They willfully put God to the test by demanding the food they craved. Psalm 78:18 NIV Bible
This Bible verse is extremely appropriate for this post! I had been thinking about having some peanuts in the shell for a couple of days. I kind of scoped out a time when my eating was balanced, so that eating them wouldn't throw off my food program. I picked a night when I hadn't eaten much protein, and the dinner was somewhat light, and I ate almost every peanut that I put in that cereal bowl.
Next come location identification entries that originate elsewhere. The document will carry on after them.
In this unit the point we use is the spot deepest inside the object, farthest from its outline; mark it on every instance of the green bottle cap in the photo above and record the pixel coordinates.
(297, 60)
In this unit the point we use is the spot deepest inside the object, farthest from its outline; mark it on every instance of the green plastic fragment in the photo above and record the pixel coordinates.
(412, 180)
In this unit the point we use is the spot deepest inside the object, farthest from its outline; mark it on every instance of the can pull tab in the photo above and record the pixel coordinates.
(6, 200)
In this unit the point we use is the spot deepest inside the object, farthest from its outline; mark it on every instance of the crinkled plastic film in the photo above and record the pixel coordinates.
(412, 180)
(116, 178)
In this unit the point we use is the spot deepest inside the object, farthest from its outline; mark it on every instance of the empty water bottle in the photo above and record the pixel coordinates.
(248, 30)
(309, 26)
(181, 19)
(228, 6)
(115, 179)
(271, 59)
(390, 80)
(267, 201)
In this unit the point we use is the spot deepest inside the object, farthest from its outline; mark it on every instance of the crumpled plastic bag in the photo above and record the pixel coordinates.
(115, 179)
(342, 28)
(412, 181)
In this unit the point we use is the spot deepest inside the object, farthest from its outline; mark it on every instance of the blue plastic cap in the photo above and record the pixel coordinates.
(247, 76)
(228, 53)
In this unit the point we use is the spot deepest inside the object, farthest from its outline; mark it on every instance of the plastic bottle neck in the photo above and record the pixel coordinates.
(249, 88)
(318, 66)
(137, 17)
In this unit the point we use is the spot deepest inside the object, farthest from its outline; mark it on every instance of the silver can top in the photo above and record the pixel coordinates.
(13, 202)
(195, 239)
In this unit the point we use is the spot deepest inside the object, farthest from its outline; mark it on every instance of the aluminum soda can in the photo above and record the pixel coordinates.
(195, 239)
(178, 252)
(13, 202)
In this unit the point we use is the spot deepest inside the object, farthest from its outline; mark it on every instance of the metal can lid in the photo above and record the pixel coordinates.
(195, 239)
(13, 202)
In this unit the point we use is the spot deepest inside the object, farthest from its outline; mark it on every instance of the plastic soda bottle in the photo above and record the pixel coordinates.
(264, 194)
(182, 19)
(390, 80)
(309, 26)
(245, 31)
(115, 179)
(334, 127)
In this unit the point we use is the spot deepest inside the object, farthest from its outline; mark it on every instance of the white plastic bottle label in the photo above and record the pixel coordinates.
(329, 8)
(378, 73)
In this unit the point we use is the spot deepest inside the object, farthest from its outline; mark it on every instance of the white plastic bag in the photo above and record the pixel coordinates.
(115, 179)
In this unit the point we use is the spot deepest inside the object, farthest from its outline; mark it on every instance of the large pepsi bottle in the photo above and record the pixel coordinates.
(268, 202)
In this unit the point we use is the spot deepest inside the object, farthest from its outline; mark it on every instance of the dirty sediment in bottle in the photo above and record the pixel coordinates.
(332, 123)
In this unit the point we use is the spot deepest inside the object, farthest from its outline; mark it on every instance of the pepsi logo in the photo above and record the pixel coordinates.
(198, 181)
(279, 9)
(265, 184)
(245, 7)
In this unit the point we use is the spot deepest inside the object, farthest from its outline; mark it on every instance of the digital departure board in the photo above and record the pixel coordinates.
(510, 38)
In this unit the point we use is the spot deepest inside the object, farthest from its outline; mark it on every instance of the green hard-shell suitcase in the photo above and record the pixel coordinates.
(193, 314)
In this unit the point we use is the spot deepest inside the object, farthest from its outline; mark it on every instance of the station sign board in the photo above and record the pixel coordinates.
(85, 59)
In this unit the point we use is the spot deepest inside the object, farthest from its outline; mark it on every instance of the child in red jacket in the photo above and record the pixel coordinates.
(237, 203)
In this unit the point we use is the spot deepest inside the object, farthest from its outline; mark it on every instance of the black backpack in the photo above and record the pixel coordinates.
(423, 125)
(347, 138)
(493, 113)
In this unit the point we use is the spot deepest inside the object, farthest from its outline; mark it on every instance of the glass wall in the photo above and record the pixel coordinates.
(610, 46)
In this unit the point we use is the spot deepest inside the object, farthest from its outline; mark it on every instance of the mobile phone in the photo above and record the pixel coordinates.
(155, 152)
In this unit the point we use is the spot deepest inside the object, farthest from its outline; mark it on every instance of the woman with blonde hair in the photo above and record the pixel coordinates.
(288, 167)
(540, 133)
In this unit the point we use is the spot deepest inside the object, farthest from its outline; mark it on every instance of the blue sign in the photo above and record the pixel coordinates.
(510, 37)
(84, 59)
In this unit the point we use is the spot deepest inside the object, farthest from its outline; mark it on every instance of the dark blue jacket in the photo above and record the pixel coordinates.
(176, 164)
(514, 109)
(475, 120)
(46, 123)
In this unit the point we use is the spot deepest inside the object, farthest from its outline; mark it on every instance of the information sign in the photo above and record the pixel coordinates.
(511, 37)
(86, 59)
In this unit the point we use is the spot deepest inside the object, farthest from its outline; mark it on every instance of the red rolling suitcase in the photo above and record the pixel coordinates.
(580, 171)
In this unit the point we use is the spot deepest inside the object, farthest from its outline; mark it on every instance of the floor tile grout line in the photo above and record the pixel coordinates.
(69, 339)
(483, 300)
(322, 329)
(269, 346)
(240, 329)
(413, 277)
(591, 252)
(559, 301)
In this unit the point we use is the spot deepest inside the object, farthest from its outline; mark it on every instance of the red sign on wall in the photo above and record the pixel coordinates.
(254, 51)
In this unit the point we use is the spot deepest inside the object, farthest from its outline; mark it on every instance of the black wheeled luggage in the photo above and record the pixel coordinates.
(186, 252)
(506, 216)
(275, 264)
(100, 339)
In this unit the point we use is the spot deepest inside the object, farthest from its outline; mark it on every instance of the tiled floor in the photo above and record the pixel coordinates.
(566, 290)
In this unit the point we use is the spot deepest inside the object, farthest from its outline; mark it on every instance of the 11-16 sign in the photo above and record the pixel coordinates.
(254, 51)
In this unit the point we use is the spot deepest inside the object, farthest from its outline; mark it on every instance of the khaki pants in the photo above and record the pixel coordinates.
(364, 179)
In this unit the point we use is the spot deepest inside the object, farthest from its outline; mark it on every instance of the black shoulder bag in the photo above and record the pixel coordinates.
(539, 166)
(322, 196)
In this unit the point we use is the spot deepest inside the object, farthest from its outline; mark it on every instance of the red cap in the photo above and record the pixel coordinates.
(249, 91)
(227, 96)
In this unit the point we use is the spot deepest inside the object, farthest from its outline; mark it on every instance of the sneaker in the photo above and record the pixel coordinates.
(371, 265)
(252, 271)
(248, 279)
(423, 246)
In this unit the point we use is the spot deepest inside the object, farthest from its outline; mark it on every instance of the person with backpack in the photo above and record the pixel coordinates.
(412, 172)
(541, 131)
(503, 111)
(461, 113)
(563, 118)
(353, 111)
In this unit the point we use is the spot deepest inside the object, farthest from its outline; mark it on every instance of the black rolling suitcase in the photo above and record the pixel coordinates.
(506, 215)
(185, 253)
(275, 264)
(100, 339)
Sure, I'm using the cereal bowl for my maximum measurement for peanuts in the shell, instead of the large soup bowls I used to use. But I maxed out how many peanuts could fit in the bowl without spilling over! Sure, I was trying to balance having a splurge like this with the other foods I've eaten. But I wanted those peanuts in the shell, too much! Sure, I didn't get more peanuts after I finished the bowl, but it's that the desire for these peanuts was like a plot that I had secretly contrived in my heart!
Maybe having a healthy snack every now-and-then, isn't too bad, but it's when food becomes too important to me, that it can lead to my downfall. Before, the Lord God showed me how food had become a false god to me, because I turned to it for comfort instead of turning to Him, to calm whatever is stressing me. I was ignoring those warning signs that had cropped up within me. I need to be very prayerful about when I crave things, instead of turning to the Lord God, my Savior!